I heard someone use a philosophical argument today that irked me because I don't see how it makes any sense. I've heard the argument used that the statement "There are no absolutes." is an absolute statement. However, it doesn't make sense mathematically to say so and represents a paradox if considered as an absolute statement.
To explain why: consider an infinite set of data that holds all the types of absolute statements that someone could make or have in the world. Then we could say that everything outside of that set is not an absolute statement - the negation of that set and this represents a dualism as well. The negation would be thought of as all the absolute statements that could be made into non-absolute statements.
So, for example, the absolute statement "An IEE would befriend everyone they meet." would have a negated non-absolute statement of "Not all IEEs would befriend everyone they meet."
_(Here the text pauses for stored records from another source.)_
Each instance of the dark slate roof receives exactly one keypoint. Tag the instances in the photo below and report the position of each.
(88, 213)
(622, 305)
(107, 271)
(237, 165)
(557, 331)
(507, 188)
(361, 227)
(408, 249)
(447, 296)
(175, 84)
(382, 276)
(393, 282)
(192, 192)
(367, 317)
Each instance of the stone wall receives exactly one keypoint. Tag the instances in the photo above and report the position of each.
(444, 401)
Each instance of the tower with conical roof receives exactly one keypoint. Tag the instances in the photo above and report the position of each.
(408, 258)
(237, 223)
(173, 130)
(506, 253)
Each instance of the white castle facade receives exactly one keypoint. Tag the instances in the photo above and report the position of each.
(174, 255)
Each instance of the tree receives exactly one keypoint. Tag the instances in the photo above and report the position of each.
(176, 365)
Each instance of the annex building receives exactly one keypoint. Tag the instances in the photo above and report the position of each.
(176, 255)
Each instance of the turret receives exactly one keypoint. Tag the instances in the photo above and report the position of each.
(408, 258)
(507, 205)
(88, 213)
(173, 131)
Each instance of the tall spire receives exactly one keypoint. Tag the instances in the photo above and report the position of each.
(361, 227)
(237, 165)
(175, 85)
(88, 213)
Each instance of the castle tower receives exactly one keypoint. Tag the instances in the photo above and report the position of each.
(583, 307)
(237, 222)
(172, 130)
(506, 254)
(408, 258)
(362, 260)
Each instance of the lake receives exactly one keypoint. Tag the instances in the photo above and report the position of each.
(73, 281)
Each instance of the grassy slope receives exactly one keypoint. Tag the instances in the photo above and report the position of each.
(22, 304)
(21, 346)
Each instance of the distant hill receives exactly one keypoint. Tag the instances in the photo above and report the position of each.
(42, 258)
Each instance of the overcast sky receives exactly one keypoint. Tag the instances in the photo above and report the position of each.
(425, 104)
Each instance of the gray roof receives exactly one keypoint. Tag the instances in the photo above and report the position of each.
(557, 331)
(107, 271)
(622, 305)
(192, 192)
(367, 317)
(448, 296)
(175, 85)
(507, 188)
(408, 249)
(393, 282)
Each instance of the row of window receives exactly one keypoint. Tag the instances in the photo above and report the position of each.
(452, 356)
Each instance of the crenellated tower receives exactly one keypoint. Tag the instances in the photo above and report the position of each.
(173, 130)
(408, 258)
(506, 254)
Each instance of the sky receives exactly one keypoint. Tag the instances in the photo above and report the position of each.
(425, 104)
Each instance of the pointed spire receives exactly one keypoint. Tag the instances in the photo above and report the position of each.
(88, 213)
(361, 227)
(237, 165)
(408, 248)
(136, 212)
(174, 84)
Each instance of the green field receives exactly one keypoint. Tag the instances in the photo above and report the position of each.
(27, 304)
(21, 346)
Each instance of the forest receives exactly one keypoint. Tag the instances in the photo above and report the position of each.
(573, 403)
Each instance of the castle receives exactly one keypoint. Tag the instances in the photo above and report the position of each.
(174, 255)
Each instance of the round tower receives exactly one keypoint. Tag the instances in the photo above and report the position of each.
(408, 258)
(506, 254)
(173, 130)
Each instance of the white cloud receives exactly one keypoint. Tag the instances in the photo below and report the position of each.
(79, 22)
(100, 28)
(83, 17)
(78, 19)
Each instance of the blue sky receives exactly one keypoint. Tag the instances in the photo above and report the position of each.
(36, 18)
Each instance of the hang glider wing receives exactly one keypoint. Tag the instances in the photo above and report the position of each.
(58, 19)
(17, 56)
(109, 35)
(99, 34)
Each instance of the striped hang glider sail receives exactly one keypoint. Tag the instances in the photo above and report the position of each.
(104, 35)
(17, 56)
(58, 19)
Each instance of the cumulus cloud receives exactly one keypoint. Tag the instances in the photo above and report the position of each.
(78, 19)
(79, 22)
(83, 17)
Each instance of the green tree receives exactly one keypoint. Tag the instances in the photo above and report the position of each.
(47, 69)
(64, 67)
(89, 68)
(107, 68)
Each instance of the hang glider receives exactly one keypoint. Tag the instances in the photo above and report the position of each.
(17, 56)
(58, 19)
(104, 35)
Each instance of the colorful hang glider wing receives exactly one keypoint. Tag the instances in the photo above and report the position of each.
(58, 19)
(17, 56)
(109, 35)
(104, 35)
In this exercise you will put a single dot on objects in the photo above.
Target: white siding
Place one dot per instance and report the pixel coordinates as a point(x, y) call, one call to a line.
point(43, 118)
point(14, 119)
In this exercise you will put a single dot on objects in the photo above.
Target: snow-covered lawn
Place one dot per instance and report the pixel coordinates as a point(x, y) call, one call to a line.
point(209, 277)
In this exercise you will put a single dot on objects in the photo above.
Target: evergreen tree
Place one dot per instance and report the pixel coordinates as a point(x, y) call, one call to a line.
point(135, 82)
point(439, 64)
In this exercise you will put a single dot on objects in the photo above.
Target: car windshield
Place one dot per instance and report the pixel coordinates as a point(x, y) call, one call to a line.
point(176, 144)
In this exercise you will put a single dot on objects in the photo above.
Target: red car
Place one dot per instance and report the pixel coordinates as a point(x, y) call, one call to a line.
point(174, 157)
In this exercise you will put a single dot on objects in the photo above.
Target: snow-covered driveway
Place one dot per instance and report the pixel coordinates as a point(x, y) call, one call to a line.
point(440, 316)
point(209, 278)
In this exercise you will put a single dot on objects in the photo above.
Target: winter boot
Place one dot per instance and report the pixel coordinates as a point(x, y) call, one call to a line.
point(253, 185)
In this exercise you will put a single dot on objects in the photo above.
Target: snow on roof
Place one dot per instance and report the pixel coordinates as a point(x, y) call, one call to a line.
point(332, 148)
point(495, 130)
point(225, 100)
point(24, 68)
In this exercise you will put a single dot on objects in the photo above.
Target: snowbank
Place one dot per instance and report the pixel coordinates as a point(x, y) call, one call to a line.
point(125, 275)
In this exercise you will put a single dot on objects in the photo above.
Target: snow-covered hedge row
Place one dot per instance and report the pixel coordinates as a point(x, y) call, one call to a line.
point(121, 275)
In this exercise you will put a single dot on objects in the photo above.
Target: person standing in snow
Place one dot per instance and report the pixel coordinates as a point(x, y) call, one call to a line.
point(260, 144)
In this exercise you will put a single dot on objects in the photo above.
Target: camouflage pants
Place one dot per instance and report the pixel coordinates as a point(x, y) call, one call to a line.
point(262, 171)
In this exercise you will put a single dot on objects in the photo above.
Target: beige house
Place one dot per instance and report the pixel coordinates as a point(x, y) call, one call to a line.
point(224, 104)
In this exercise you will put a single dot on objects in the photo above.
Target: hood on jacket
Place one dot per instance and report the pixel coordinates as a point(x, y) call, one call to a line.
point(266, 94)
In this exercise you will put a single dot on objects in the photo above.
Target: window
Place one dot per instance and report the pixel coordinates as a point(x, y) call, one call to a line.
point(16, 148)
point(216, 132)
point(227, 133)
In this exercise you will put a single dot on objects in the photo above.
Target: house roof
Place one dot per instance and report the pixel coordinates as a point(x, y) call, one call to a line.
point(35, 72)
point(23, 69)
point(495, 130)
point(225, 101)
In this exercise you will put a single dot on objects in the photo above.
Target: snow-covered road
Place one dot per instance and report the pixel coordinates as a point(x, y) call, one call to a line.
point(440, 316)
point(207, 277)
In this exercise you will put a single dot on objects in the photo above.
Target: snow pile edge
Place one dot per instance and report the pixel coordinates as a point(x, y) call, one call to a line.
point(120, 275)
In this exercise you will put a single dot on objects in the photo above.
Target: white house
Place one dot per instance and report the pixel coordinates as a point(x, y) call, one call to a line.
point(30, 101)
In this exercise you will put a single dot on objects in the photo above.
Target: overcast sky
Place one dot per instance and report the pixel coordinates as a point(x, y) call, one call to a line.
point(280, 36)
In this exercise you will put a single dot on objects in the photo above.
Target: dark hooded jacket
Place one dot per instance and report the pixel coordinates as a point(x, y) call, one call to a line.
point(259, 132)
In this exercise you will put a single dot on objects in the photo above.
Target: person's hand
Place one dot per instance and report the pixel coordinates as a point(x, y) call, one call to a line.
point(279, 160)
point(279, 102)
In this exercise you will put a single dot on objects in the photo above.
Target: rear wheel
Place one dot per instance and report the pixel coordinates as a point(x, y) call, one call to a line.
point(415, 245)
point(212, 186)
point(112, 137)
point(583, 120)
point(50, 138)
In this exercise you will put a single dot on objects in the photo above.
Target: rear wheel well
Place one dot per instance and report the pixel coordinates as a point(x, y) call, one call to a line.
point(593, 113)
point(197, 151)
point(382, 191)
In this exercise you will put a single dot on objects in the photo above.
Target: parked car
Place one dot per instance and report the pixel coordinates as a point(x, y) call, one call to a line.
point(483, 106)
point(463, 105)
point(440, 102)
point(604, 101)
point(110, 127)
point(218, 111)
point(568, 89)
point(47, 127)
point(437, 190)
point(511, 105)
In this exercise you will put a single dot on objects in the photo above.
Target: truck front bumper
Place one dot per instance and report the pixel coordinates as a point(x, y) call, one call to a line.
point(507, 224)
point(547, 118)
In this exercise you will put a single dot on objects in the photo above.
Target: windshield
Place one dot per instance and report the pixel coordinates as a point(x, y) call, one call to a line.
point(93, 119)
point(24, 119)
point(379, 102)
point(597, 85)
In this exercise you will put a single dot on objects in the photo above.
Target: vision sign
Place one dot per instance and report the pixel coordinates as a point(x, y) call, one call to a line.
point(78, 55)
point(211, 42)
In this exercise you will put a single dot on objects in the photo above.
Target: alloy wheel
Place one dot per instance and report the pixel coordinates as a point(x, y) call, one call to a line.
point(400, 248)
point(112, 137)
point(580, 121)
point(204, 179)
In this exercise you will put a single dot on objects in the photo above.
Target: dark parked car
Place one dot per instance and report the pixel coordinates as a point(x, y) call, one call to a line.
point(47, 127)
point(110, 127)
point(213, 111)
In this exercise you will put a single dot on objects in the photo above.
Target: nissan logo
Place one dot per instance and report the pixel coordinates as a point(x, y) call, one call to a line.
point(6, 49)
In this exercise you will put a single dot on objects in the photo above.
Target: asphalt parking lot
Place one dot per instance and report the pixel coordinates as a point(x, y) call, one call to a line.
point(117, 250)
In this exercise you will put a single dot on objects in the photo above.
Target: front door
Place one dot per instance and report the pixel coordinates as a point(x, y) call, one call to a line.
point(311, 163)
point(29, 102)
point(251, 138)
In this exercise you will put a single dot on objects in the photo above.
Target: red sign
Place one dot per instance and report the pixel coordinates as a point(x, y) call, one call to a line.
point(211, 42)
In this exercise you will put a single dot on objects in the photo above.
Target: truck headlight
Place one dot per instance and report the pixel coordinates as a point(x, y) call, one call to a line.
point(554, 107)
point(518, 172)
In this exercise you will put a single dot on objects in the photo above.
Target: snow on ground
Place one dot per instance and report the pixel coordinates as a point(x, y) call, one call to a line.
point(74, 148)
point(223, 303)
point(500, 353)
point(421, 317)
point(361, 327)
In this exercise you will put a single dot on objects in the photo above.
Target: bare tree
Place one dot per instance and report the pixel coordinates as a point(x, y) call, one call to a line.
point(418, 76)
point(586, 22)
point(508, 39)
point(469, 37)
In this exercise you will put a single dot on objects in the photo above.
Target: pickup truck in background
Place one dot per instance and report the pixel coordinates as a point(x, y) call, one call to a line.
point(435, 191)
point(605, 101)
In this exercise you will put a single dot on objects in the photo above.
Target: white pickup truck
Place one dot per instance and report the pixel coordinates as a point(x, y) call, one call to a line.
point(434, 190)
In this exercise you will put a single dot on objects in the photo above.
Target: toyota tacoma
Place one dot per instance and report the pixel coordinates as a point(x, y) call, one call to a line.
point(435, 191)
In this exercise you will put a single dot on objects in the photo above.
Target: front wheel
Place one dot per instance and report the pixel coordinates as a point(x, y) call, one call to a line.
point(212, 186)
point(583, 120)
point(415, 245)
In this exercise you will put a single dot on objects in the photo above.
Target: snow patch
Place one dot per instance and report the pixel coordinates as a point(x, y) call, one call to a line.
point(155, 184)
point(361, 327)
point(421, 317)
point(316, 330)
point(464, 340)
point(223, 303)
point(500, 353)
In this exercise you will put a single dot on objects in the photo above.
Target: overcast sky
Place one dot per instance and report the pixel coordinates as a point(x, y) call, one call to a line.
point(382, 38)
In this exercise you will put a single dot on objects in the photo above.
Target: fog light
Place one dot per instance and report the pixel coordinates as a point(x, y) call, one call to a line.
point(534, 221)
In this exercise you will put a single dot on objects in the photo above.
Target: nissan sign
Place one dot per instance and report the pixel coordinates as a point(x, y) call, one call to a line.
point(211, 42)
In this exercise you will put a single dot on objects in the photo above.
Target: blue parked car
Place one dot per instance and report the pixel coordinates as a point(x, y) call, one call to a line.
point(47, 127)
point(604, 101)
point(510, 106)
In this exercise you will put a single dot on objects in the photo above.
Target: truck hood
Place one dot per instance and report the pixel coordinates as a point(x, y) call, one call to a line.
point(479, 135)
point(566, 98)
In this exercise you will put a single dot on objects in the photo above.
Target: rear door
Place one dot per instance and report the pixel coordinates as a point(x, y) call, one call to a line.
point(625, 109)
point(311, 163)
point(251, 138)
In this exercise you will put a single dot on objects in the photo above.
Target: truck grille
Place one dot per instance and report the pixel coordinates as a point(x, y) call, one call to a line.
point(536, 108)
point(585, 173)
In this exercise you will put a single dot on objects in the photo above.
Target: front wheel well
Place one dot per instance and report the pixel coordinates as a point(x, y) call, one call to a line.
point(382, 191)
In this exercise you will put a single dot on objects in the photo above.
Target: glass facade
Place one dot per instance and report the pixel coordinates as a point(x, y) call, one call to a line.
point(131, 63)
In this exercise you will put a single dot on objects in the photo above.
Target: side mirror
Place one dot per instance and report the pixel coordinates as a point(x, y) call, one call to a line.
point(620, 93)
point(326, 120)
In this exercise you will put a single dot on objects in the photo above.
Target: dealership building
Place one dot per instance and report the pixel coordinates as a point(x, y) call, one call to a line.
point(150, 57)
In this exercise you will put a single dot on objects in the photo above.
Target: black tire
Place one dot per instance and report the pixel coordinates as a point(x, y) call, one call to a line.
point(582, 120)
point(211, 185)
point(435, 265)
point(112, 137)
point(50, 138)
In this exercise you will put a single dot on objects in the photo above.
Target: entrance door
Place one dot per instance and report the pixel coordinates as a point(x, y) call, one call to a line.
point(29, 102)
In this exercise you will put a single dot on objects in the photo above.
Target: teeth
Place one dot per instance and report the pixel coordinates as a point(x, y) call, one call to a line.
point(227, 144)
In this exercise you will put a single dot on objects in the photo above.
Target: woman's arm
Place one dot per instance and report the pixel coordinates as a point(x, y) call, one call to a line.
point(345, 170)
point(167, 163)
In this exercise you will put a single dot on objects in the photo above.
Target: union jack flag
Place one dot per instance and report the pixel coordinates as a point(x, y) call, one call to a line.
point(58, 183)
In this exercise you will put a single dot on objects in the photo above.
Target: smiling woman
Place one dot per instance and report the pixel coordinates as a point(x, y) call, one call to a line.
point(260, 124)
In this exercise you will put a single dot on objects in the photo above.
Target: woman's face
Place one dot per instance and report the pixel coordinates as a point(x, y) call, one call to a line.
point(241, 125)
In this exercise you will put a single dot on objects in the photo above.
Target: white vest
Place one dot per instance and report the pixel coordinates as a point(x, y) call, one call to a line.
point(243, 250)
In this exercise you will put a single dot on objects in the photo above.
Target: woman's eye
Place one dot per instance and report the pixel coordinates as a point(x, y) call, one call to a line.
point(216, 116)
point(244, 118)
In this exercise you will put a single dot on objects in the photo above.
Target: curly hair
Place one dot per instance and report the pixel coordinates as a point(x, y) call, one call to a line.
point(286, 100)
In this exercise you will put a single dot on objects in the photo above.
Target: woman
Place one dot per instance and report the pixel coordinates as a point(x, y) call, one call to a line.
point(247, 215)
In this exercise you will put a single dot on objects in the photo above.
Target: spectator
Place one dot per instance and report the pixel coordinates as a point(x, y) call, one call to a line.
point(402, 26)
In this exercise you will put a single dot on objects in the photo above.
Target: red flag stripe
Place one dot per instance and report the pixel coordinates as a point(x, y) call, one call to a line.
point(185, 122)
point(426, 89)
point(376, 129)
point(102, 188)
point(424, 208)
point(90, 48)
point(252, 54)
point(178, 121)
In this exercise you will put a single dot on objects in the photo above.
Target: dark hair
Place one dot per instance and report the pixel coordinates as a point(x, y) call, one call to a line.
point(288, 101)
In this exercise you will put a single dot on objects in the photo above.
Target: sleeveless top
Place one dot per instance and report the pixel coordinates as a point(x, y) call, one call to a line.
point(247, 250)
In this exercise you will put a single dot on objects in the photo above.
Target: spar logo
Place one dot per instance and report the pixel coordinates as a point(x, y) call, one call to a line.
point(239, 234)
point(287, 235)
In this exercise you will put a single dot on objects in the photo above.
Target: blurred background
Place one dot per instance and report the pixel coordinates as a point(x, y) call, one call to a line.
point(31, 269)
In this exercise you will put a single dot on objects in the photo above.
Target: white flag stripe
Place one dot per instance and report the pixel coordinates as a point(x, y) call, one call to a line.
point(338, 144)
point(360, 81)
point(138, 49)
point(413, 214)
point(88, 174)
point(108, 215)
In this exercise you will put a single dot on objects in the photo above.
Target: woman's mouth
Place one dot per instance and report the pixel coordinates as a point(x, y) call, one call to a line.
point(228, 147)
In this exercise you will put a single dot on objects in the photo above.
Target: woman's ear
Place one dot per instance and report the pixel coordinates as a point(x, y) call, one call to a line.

Then if we are to say that absolute statements do not exist, then that also implies that statements that are not absolutes do not exist as well.
The problem then is if we assume that the statement "There are no absolutes." is an absolute statement, then the negation "There are absolutes." is also an absolute statement. This statement has no absolute/non-absolute negation, so it doesn't belong to the set of absolutes/non-absolutes, and can only be used to express belief in there being absolutes and non-absolutes or neither absolutes and non-absolutes and is thus a separate thing entirely.
For anyone that understands what I'm doing here, can you find anything wrong with my analysis?
Edit: Well unless we take every statement a person makes as indicative of an absolute statement. But then it's kind of pointless to even talk about it?